If you’ve ever traded options, chances are you’ve heard the terms “Greeks” being used. However, you may not entirely understand what they mean or what they can do for you and your investing strategy.
The good news is you’re not alone. We’re going to explain just what option Greeks are and how they can help you better understand and evaluate the value of an options contract and whether it’s a good investment for you.
What are option Greeks?
In terms of options, Greeks help investors determine the value of an options contract by measuring various factors. Using theoretical options pricing models, investors can use Greeks, such as Delta, Gamma, Theta, Vega, and Rho, to calculate how drastically these factors will affect the price. By understanding Greeks, investors can better determine what options to trade and when to trade them.
Diving into each Greek in more detail, you can learn how each one can help you calculate the value of your options contracts.
Use Delta to determine price change.
Delta measures how much the price of an option is expected to change per every $1 change in the underlying security or index cost. Using a calculated ratio, investors can determine the correlating change of the option’s price per $1 change in the asset.
For example, a Delta of 0.80 means that the price of the option will change $0.80, plus or minus, for every $1 move in the price of that particular stock or index.
A Delta of 0.80 essentially means the option has about an 80 percent chance of expiring in the money.

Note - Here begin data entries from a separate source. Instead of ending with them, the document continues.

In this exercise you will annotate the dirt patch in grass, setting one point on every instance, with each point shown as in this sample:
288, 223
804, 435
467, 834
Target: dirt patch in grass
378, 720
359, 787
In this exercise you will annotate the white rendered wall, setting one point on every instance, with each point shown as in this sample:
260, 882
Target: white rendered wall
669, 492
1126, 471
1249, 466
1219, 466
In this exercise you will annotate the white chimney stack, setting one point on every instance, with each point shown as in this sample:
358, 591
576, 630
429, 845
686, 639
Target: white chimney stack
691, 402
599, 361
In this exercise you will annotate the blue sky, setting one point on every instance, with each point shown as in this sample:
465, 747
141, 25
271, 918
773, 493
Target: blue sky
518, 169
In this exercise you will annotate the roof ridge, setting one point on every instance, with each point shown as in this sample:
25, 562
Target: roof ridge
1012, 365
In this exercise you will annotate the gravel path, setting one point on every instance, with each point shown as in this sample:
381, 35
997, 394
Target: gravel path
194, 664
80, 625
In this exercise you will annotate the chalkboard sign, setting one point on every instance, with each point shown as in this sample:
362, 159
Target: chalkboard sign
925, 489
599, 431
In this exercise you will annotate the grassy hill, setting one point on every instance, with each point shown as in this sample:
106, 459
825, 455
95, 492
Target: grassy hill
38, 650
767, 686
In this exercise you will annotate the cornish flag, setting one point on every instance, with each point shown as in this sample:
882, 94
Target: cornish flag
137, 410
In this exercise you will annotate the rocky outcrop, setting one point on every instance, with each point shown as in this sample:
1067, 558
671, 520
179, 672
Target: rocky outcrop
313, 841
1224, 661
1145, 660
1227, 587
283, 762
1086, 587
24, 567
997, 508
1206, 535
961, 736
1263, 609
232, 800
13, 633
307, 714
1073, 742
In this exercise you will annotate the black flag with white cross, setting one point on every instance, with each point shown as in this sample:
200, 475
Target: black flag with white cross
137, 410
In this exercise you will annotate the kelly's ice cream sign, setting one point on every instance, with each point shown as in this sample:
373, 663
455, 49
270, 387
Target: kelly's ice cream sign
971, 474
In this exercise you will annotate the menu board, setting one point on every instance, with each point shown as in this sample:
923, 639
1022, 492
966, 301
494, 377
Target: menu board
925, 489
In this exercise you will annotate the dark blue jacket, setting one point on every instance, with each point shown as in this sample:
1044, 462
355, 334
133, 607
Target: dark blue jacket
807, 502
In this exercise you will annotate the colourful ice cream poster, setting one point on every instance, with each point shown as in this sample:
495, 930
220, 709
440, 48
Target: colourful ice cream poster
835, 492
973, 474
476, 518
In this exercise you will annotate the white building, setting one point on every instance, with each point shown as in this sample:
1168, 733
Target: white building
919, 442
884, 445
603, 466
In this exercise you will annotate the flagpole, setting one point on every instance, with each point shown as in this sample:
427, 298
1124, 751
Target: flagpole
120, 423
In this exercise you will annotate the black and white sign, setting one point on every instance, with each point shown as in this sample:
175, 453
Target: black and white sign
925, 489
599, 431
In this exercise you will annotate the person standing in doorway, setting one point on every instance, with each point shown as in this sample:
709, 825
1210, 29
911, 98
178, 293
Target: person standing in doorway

Use Gamma to gauge the rate of change of Delta.
Gamma is used to determine the rate of change in the Delta per $1 change in the price of the underlying stock. Since the Delta is only valid for a given moment in time, the option’s Gamma will help calculate how much the option’s Delta will likely change.
When a stock moves by $1, the Delta moves in sync according to its value. The previous Delta is no longer accurate. The Delta will then move closer to 1.00 as it is closer to the money.
The Gamma then represents the change in value from the previous Delta to the current Delta. A small Gamma represents an abrupt change in valuation, and a large Gamma indicates a rapid change in Delta.
Theta measures the change in price by time.
Theta measures the change in the price of an option each day it gets closer to expiration. Essentially, Theta helps calculate how much the price of an option should decrease as the contract nears the end.
Because options lose value as the contract nears expiration, Theta can help determine how much the price will drop each day.
Vega makes sense of market volatility.
While Vega is not an actual Greek letter, it can help you estimate how much an option’s price will move when the underlying security or index increases or decreases in volatility.
Overlooking Vega can cause you to overpay for an option. Aim to purchase options whose Vega is below average and sell when Vega is above normal levels.
Rho correlates to interest rates.
Rho measures the predicted change in the price of an option with each whole percentage point change in interest rates. Rho tells you how much the price should rise or fall if the risk-free interest rate of the U.S. Treasury bills increases or decreases.
Rho is generally not as consequential in determining the price of an option. However, it should be considered if interest rates are expected to change.